TODD Sommer was, by all accounts, a strong and healthy man.
In fact, the 23-year-old was a member of the US Marine Corp, one of the toughest military outfits in the country.
That's why relatives found it strange when Mr Sommer suddenly collapsed and died in February 2002 at the San Diego home he shared with his wife, Cynthia, their infant son, her three children from a previous marriage.
Even more strange was how his wife mourned his death.
Just weeks after he was laid to rest, Sommer cashed in her husband's US$250,000 ($380,000) life insurance policy and went on a spending spree where she threw lavish parties, and even got herself breast implants.
Last week, Sommer, 33, was convicted of killing her husband for his insurance money.
If it wasn't for the discovery of the poison, Sommer may have gotten away with it based on the convincing act she put on for those around her.
An autopsy more than a year later found traces of arsenic, an ingredient of rat poison, in Mr Sommer's liver that were over 1,000 times above normal.
After a two-year probe, Sommer was arrested in 2005.
Sommer, who tattooed the dates of her husband's birth and death on her upper arm, had testified tearfully about how she hugged him when he died, removed his ring and slipped it on her thumb.

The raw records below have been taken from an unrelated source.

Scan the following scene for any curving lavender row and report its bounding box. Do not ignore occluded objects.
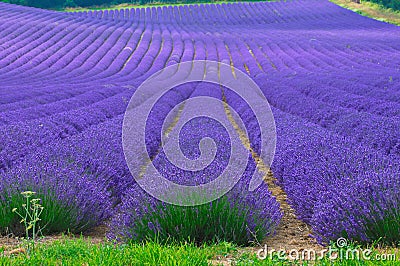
[0,0,400,243]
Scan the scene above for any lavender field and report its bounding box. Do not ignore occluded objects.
[0,0,400,247]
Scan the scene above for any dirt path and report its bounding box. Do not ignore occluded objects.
[329,0,400,25]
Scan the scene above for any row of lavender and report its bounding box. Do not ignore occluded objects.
[0,0,400,244]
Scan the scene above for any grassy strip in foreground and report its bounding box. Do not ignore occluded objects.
[330,0,400,26]
[0,238,231,266]
[0,237,400,266]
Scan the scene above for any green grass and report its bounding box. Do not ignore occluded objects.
[0,238,233,266]
[0,191,95,236]
[0,237,400,266]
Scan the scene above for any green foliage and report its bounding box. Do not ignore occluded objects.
[125,197,269,246]
[0,191,96,236]
[0,0,266,8]
[0,238,219,266]
[12,191,43,248]
[366,0,400,10]
[366,210,400,246]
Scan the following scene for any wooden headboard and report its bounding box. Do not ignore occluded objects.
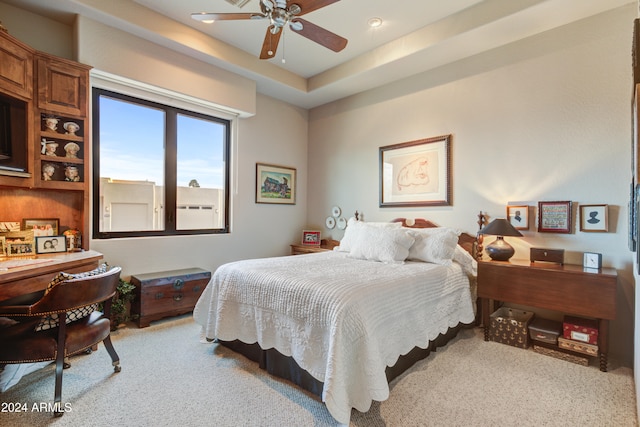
[391,218,477,259]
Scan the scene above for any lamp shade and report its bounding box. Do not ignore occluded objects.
[480,218,522,261]
[480,218,522,237]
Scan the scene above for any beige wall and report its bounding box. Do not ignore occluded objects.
[308,6,635,366]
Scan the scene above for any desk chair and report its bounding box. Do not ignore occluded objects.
[0,267,121,417]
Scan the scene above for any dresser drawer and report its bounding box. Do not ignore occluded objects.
[131,268,211,328]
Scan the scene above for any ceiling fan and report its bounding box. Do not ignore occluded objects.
[191,0,347,59]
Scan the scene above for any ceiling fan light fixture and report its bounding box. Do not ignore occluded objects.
[367,18,382,28]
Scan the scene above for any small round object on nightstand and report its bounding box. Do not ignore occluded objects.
[324,216,336,229]
[338,216,347,230]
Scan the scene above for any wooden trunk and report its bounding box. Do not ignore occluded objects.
[131,268,211,328]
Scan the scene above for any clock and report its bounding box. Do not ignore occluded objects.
[582,252,602,268]
[324,216,336,230]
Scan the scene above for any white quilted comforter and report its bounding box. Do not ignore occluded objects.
[194,252,475,424]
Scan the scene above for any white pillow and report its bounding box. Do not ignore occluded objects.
[349,224,414,264]
[333,218,402,252]
[408,227,460,265]
[453,245,478,277]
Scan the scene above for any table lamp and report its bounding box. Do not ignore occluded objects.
[480,218,522,261]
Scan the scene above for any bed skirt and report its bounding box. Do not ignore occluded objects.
[218,323,464,397]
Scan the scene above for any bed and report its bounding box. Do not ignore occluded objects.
[193,219,477,424]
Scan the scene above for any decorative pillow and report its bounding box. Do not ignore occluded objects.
[349,225,414,264]
[408,227,460,265]
[453,245,478,277]
[36,263,108,331]
[333,218,402,252]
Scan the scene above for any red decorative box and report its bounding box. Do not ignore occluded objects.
[562,316,598,345]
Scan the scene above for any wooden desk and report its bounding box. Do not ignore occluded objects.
[478,260,618,372]
[0,251,102,301]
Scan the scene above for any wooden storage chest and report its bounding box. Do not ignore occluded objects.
[131,268,211,328]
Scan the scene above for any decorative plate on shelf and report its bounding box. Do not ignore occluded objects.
[338,216,347,230]
[324,216,336,229]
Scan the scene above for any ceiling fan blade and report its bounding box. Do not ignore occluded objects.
[191,12,266,21]
[260,25,282,59]
[294,0,340,16]
[290,18,347,52]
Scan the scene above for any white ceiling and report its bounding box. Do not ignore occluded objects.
[2,0,636,108]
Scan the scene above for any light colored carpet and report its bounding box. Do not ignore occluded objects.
[0,315,638,427]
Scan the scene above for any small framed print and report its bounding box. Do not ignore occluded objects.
[7,242,33,256]
[580,205,609,232]
[538,201,572,233]
[22,218,60,236]
[302,230,320,246]
[507,205,529,230]
[35,236,67,254]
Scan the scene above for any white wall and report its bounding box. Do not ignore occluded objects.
[308,6,636,366]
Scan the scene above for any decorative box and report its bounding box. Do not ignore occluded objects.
[529,248,564,264]
[558,337,598,356]
[489,307,533,348]
[562,316,598,345]
[529,317,562,344]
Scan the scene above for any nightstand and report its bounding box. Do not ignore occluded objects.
[478,260,618,372]
[291,239,340,255]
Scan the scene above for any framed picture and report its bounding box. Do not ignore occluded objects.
[302,230,320,246]
[7,242,33,256]
[507,205,529,230]
[580,205,609,232]
[538,202,572,233]
[380,135,451,207]
[35,236,67,254]
[256,163,296,205]
[22,218,60,236]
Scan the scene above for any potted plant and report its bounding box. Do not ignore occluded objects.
[111,278,136,330]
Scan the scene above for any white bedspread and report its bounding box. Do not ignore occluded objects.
[194,252,475,424]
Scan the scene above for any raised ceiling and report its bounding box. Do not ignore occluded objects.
[3,0,636,108]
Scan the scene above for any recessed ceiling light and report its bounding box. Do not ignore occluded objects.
[367,18,382,28]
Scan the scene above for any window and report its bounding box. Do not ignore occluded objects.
[93,88,231,239]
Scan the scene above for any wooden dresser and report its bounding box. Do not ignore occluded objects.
[478,260,618,372]
[0,251,102,301]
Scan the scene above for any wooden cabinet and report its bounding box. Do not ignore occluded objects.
[0,31,91,249]
[478,260,618,371]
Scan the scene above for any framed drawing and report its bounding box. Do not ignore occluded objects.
[302,230,320,246]
[507,205,529,230]
[580,205,609,232]
[35,236,67,254]
[538,202,572,233]
[380,135,451,207]
[22,218,60,236]
[7,242,33,256]
[256,163,296,205]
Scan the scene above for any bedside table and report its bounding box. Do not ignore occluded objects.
[291,239,340,255]
[477,260,618,372]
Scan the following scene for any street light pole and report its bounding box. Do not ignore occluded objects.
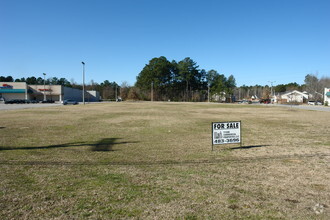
[81,62,85,105]
[151,82,154,102]
[43,73,46,101]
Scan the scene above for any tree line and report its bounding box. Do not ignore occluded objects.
[135,56,236,101]
[0,56,330,101]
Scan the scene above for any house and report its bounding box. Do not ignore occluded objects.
[323,88,330,105]
[280,90,309,103]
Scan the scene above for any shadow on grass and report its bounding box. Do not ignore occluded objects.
[230,145,270,150]
[0,138,137,151]
[91,138,137,151]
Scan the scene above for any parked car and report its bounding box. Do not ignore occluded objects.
[5,99,25,104]
[63,99,78,105]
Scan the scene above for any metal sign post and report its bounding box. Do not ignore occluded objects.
[212,121,242,151]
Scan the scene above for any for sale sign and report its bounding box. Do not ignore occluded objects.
[212,121,241,145]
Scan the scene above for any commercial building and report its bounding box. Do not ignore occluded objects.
[0,82,100,102]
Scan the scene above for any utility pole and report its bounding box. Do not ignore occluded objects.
[81,62,85,105]
[43,73,46,101]
[268,81,276,96]
[207,83,210,102]
[115,85,118,102]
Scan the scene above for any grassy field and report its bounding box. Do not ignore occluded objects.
[0,102,330,219]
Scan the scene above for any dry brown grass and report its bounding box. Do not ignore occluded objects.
[0,102,330,219]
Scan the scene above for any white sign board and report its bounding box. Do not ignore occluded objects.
[212,121,241,145]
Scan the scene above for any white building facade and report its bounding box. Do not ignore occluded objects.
[0,82,100,102]
[281,90,308,103]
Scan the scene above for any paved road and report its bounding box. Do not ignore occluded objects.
[0,102,330,112]
[0,103,62,111]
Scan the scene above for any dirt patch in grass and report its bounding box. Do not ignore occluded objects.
[0,102,330,219]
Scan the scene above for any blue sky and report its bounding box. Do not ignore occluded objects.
[0,0,330,86]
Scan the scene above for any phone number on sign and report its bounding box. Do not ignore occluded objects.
[214,138,239,144]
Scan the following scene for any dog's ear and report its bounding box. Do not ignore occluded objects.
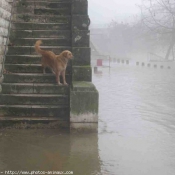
[62,51,68,58]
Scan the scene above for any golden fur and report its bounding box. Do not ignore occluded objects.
[35,40,73,85]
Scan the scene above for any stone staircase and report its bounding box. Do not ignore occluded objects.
[0,0,72,128]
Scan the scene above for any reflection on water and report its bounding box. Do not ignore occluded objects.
[93,66,175,175]
[0,130,100,175]
[0,65,175,175]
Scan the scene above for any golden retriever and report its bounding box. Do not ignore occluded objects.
[35,40,73,85]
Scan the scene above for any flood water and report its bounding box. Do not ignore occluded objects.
[0,64,175,175]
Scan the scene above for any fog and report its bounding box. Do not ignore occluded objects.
[88,0,141,25]
[88,0,175,60]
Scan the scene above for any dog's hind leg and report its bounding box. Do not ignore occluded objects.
[61,70,68,85]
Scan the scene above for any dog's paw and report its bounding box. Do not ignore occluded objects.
[58,83,63,86]
[63,83,68,86]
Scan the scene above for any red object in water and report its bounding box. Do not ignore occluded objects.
[97,59,103,66]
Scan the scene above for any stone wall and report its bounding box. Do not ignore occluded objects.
[0,0,11,76]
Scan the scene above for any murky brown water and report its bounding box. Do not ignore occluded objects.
[0,65,175,175]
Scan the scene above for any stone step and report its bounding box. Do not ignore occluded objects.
[34,0,71,8]
[3,73,71,84]
[5,55,41,64]
[10,38,71,46]
[0,116,70,129]
[15,0,72,3]
[11,22,71,31]
[13,4,71,15]
[5,64,71,74]
[34,7,71,15]
[0,94,69,105]
[7,43,71,55]
[0,105,69,120]
[10,28,71,38]
[5,55,71,65]
[2,83,69,95]
[12,14,71,24]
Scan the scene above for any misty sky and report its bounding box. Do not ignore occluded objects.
[88,0,141,24]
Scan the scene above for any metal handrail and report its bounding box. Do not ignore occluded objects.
[0,0,15,77]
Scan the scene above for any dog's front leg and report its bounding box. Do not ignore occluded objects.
[56,71,62,85]
[43,66,46,74]
[61,70,68,85]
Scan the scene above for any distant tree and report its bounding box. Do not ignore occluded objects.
[140,0,175,59]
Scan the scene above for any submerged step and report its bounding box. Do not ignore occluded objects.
[10,28,71,38]
[10,38,71,46]
[5,64,71,75]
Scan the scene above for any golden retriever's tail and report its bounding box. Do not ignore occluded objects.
[35,40,45,55]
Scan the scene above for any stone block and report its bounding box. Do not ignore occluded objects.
[70,82,99,123]
[72,30,90,47]
[72,66,92,82]
[72,47,91,66]
[72,15,90,30]
[72,0,88,15]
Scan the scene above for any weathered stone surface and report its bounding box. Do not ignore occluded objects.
[72,30,90,47]
[12,13,71,24]
[10,38,71,46]
[34,8,71,16]
[0,0,11,76]
[72,0,88,15]
[70,82,99,123]
[4,73,71,84]
[11,22,70,30]
[2,83,69,95]
[72,47,91,66]
[72,66,92,82]
[5,64,72,74]
[72,15,90,30]
[0,105,69,120]
[0,94,69,105]
[5,55,41,64]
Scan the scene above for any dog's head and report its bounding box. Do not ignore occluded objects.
[61,50,73,59]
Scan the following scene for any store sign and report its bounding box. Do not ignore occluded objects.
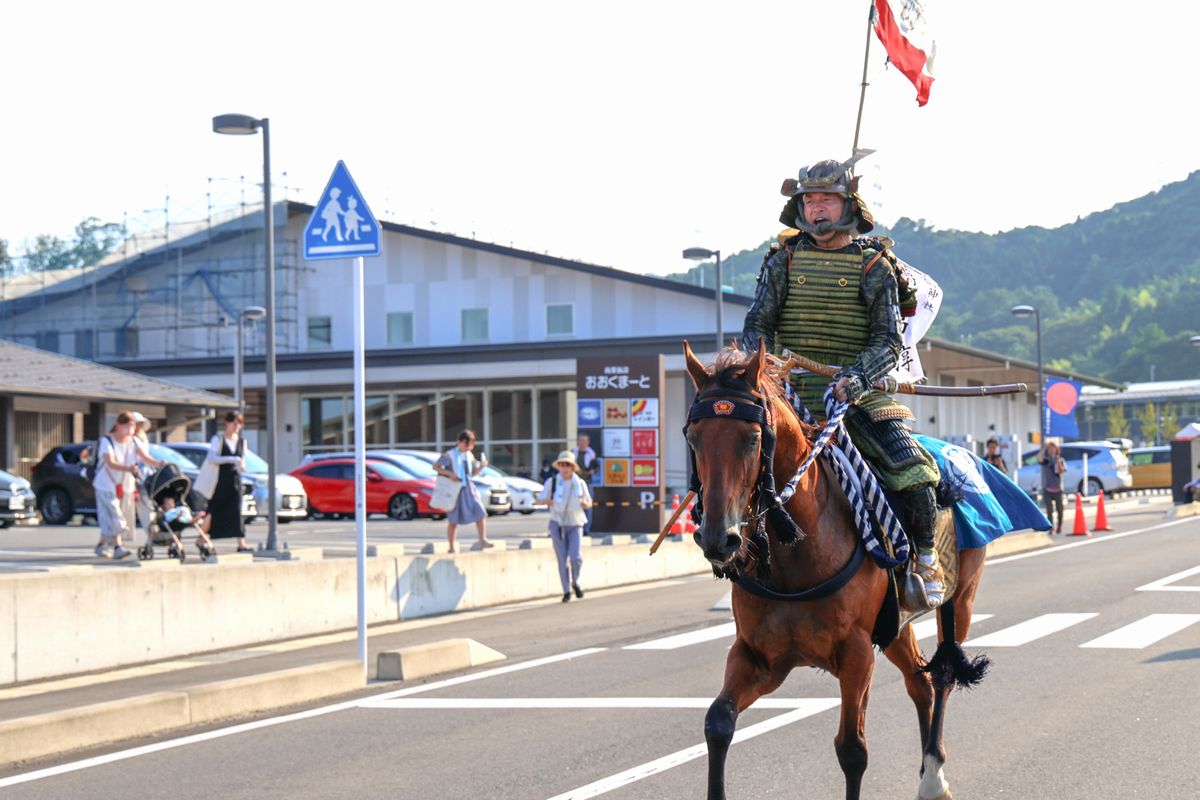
[576,355,665,534]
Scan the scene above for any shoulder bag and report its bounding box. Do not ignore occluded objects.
[192,441,221,500]
[430,450,462,511]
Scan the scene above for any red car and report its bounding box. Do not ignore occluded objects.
[292,458,438,519]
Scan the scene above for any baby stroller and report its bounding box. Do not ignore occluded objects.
[138,463,211,564]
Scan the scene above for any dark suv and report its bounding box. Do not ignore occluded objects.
[30,441,258,525]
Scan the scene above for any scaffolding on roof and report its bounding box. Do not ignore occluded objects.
[0,174,302,361]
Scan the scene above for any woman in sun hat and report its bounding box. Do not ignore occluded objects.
[538,450,592,603]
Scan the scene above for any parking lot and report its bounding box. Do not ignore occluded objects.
[0,511,548,571]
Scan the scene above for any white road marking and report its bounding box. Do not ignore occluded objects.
[708,589,733,612]
[1079,614,1200,650]
[964,614,1096,648]
[622,622,737,650]
[912,614,992,640]
[988,517,1196,566]
[550,697,841,800]
[0,648,600,789]
[1134,566,1200,591]
[360,697,811,711]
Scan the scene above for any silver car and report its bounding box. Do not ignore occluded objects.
[1016,441,1133,497]
[162,441,308,522]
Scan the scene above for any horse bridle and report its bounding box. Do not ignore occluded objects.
[683,387,804,545]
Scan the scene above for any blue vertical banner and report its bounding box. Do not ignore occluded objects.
[1042,378,1084,439]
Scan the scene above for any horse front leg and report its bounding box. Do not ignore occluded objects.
[704,639,786,800]
[833,636,875,800]
[917,547,988,800]
[883,625,934,752]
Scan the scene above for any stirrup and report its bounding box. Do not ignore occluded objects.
[912,552,946,608]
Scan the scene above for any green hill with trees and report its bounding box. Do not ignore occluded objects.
[668,172,1200,381]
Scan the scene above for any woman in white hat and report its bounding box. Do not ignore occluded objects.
[538,450,592,603]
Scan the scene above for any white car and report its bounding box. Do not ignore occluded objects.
[304,450,511,519]
[162,441,308,522]
[479,467,545,513]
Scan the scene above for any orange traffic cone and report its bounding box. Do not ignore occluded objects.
[1092,489,1112,530]
[1070,492,1091,536]
[671,494,683,536]
[683,498,696,534]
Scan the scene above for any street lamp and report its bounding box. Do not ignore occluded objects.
[234,306,266,411]
[1013,306,1046,444]
[683,247,725,353]
[212,114,278,553]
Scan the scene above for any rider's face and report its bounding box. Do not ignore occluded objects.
[802,192,846,239]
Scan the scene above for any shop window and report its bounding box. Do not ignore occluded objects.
[388,311,413,344]
[346,395,391,447]
[462,308,487,342]
[308,317,334,350]
[302,397,346,449]
[392,395,438,447]
[76,330,96,359]
[546,302,575,336]
[488,389,533,441]
[538,389,575,438]
[439,392,484,445]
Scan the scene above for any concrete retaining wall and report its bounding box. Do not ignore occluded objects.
[0,542,709,685]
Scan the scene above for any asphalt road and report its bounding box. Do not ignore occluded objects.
[0,507,1200,800]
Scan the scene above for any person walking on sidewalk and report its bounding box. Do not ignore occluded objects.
[208,411,253,553]
[91,411,162,559]
[538,450,592,603]
[433,431,494,553]
[1038,441,1067,534]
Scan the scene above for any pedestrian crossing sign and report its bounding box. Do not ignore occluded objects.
[304,161,380,261]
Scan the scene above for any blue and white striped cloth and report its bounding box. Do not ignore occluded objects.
[779,381,910,569]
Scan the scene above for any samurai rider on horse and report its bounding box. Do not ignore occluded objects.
[742,153,946,608]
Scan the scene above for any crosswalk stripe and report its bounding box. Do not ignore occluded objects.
[622,622,737,650]
[964,614,1096,648]
[1079,614,1200,650]
[550,698,840,800]
[359,697,820,711]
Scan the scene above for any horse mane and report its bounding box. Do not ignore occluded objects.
[713,347,786,402]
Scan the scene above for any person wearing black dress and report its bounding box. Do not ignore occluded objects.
[208,411,253,553]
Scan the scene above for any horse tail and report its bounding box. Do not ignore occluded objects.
[920,597,991,688]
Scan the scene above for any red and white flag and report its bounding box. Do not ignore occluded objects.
[875,0,937,106]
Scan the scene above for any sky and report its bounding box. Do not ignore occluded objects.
[0,0,1200,273]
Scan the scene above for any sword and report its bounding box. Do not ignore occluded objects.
[784,353,1030,397]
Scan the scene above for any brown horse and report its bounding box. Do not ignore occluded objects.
[684,343,985,800]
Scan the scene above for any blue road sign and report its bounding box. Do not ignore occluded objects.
[304,161,382,261]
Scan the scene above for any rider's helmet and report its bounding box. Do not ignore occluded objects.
[779,152,875,234]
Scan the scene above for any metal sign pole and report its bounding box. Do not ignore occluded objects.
[354,255,367,680]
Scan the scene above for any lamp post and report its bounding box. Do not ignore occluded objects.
[1013,306,1046,444]
[233,306,266,411]
[212,114,278,553]
[683,247,725,353]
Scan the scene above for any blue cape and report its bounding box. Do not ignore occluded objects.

But prosecutor Laura Gunn told the court that Sommer made four inquiries about money in the first five hours after her husband's death, and within weeks had paid US$5,400 for breast implants.
The mother of four also had a string of sexual relationships, hosted loud parties at her house and participated in a wet T-shirt contest in Tijuana, where she flashed her new breasts in front of a crowd.
'She partied like a rock star,' said Ms Gunn.
CUSHY LIFESTYLE
Ms Gunn said that Sommer resorted to killing her husband because she wanted a more luxurious lifestyle than she could afford on his US$1,700 monthly salary, and she saw his military life insurance policy as a way to 'set herself free.'
But her lawyer Robert Udell said she got breast implants to make herself feel better.
The jury apparently found that explanation hard to swallow.
It convicted Sommer of first-degree murder, and also found her guilty of separate charges of murder by poisoning and murder for financial gain.
Sommer, who is now engaged to a former Marine she met two months after her husband's death, faces life in prison without parole. She will be sentenced in March. - Wire agencies.